Computer Science
Sleep-like unsupervised replay reduces catastrophic forgetting in artificial neural networks
T. Tadros, G. P. Krishnan, et al.
Discover how Timothy Tadros, Giri P. Krishnan, Ramyaa Ramyaa, and Maxim Bazhenov explore a groundbreaking approach to combat catastrophic forgetting in artificial neural networks. Their innovative 'Sleep Replay Consolidation' algorithm demonstrates a remarkable ability to recover lost knowledge through sleep-like dynamics, redefining our understanding of memory retention in machines.
~3 min • Beginner • English
Introduction
Humans and animals learn continuously, integrating new information without erasing older memories, whereas artificial neural networks (ANNs) typically suffer from catastrophic forgetting when trained sequentially on multiple tasks.
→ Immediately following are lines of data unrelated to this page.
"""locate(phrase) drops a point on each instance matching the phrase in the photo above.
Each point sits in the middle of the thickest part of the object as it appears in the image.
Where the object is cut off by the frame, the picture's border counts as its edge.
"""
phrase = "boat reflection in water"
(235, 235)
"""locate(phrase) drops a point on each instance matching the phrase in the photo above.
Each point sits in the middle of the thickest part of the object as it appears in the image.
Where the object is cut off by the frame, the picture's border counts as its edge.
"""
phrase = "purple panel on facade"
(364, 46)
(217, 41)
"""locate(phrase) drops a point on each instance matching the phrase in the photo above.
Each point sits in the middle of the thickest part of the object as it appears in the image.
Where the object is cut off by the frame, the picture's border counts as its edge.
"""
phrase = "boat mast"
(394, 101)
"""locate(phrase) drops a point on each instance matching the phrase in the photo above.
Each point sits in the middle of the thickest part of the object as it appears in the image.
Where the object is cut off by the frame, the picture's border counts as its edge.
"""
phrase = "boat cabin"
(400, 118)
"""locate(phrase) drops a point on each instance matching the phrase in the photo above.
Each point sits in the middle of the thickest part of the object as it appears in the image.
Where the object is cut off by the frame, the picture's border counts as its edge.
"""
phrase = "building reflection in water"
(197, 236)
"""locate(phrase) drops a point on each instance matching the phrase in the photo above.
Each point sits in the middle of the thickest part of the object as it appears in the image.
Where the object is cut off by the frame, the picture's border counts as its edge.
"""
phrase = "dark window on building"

This reflects the stability–plasticity dilemma: networks must be plastic to learn new tasks yet stable to preserve old ones. Neuroscience indicates that sleep supports memory consolidation and knowledge generalization via spontaneous replay and local unsupervised synaptic plasticity, enabling formation of more orthogonal, sparse representations that reduce interference between memories. Motivated by hippocampus-independent consolidation processes thought to occur particularly in REM sleep, the authors hypothesize that introducing a sleep-like, offline replay phase into ANN training can protect old memories during new task learning and reduce catastrophic forgetting. They propose and evaluate a Sleep Replay Consolidation (SRC) algorithm interleaving standard supervised training with sleep-like unsupervised replay phases.
Literature Review
The paper situates SRC within two main continual learning approaches: rehearsal (explicit replay of stored or generated past examples) and regularization (constraining updates to preserve important weights). Prior work shows rehearsal methods (including generative replay) can be effective but require storing data or training auxiliary generators and may scale poorly. Regularization methods such as Elastic Weight Consolidation (EWC) and Synaptic Intelligence (SI) penalize changes to important weights but can struggle in class-incremental settings with high representational overlap; Orthogonal Weight Modification (OWM) improves performance by projecting updates orthogonally to subspaces representing old tasks. Neuroscience literature supports sleep-dependent memory consolidation involving spontaneous replay and local plasticity, with evidence for both NREM and REM contributions, increased sparsity, and orthogonalization of representations. Prior wake–sleep algorithms and spiking network studies suggest sleep-like phases can improve learning and reduce required training examples. The authors build on this by implementing a biologically inspired offline replay without explicit task data to mitigate catastrophic forgetting.
Methodology
SRC is integrated into standard ANN training by interleaving supervised "awake" training (backpropagation with ReLU activations) with an offline sleep phase featuring spontaneous activity and local Hebbian-type plasticity. Key components:
- Sleep conversion: During sleep, ReLU activations are replaced with Heaviside (spike-like) activations. Layer weights are scaled by a factor derived from the maximum activation observed during the preceding training to maintain activity levels. Layer-specific thresholds and scaling factors are selected via hyperparameter search/genetic algorithm based on maintaining reasonable firing activity.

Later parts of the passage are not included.